Une rage habitait Paul Février. Une rage de vivre et de mourir sur le font du temps, dans la gangue des mots. Tout autre chose, donc, qu’une prétention littéraire.
Cette rage de vivre, qui croisait le fer avec la rage de parler, Paul Février n’en avait pas fait une montagne. Il voulait en creuser les fondements, la trouver chez ses confrères en poésie; Il n’était jamais vraiment satisfait de son travail.
Mais heureusement, aujourd’hui, ce travail est offert. L’amitié est contagieuse. La charité ne commence pas par soi-même. Ce sont les raisons qui ont poussé, je crois, André Doms, à publier en deux tomes l’essentiel de l’œuvre de Paul Février.

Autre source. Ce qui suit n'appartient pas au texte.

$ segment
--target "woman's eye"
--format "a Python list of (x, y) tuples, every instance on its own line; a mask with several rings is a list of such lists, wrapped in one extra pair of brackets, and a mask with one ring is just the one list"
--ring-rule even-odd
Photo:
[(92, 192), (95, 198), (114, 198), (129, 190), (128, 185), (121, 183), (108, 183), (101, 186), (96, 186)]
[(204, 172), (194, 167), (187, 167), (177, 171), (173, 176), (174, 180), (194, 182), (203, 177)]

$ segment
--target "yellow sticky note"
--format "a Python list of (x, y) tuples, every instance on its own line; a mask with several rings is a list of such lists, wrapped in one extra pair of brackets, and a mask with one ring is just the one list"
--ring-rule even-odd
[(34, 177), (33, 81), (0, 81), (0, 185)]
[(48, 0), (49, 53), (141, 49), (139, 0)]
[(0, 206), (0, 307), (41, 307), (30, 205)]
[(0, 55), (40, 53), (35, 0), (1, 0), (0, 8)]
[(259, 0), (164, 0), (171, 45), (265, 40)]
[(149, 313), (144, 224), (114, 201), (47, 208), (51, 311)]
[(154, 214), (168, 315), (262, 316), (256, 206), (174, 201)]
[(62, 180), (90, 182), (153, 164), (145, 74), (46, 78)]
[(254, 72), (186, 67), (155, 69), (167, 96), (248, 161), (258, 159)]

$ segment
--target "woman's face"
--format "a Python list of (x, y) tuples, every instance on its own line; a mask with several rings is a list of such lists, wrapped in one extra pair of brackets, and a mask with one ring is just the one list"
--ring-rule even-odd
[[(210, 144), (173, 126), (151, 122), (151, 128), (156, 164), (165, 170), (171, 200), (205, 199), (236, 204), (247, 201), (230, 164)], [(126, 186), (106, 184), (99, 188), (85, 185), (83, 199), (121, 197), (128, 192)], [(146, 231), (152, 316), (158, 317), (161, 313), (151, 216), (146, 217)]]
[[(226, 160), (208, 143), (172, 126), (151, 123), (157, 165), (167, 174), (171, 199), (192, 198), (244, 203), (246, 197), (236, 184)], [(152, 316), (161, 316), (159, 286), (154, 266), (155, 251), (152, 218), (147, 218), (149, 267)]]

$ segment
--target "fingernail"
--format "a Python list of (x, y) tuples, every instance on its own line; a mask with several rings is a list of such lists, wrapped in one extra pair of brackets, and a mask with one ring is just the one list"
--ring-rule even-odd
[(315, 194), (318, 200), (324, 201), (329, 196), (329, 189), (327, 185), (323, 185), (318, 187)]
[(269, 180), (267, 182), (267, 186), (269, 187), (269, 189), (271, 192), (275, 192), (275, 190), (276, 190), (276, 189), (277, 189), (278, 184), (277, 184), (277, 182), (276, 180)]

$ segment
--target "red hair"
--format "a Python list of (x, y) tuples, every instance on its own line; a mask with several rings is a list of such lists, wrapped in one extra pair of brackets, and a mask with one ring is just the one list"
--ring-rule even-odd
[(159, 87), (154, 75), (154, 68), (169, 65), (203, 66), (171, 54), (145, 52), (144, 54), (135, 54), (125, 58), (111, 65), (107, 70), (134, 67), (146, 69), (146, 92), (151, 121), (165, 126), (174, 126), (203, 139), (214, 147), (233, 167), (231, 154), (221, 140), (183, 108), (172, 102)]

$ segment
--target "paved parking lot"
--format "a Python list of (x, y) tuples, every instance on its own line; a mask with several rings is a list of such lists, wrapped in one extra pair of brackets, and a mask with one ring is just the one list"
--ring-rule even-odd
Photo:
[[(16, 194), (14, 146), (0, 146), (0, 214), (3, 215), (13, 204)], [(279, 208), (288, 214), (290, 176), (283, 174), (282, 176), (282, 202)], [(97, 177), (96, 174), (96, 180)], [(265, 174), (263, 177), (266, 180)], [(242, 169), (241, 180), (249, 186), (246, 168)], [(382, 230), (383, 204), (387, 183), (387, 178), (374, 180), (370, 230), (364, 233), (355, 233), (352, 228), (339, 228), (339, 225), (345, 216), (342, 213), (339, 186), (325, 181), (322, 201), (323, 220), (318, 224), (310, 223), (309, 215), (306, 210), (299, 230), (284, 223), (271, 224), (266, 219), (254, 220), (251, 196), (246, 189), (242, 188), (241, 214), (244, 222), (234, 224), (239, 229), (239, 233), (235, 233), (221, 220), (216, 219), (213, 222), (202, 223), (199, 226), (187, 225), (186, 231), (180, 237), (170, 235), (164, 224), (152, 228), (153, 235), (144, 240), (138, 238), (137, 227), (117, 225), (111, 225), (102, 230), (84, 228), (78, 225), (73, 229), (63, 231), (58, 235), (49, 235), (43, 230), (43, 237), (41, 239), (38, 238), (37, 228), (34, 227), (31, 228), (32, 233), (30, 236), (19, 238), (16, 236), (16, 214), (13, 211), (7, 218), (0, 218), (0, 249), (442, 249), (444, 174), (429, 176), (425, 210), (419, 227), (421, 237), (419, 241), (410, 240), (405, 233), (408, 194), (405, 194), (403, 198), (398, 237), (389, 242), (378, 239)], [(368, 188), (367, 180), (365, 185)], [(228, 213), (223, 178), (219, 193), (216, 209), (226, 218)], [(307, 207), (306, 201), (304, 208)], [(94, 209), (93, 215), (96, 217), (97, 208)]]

Doms y raconte avec l’exigence qu’on lui connait, son ami Paul Février. Puis il rassemble les poèmes, sans plus de raison, après tout, qu’ils sont plus beaux les uns que les autres, plus beaux, plus forts, plus essentiels, et toujours plus discrets que la mode ou les gloires du temps.
Grâce à André Doms, l’œuvre de Février est accessible. On en parlera peu. On en chuchotera les mérites, et j’ose espérer que ces chuchotements iront plus loin que bien des gloires éphémères.
Lucien Noullez (extrait du Coup de cœur, Journal des Poètes, N°4 / 2009)
Paul Février, Minotaure Obscur, Amay, L’Arbre à Paroles, Tomes I et II.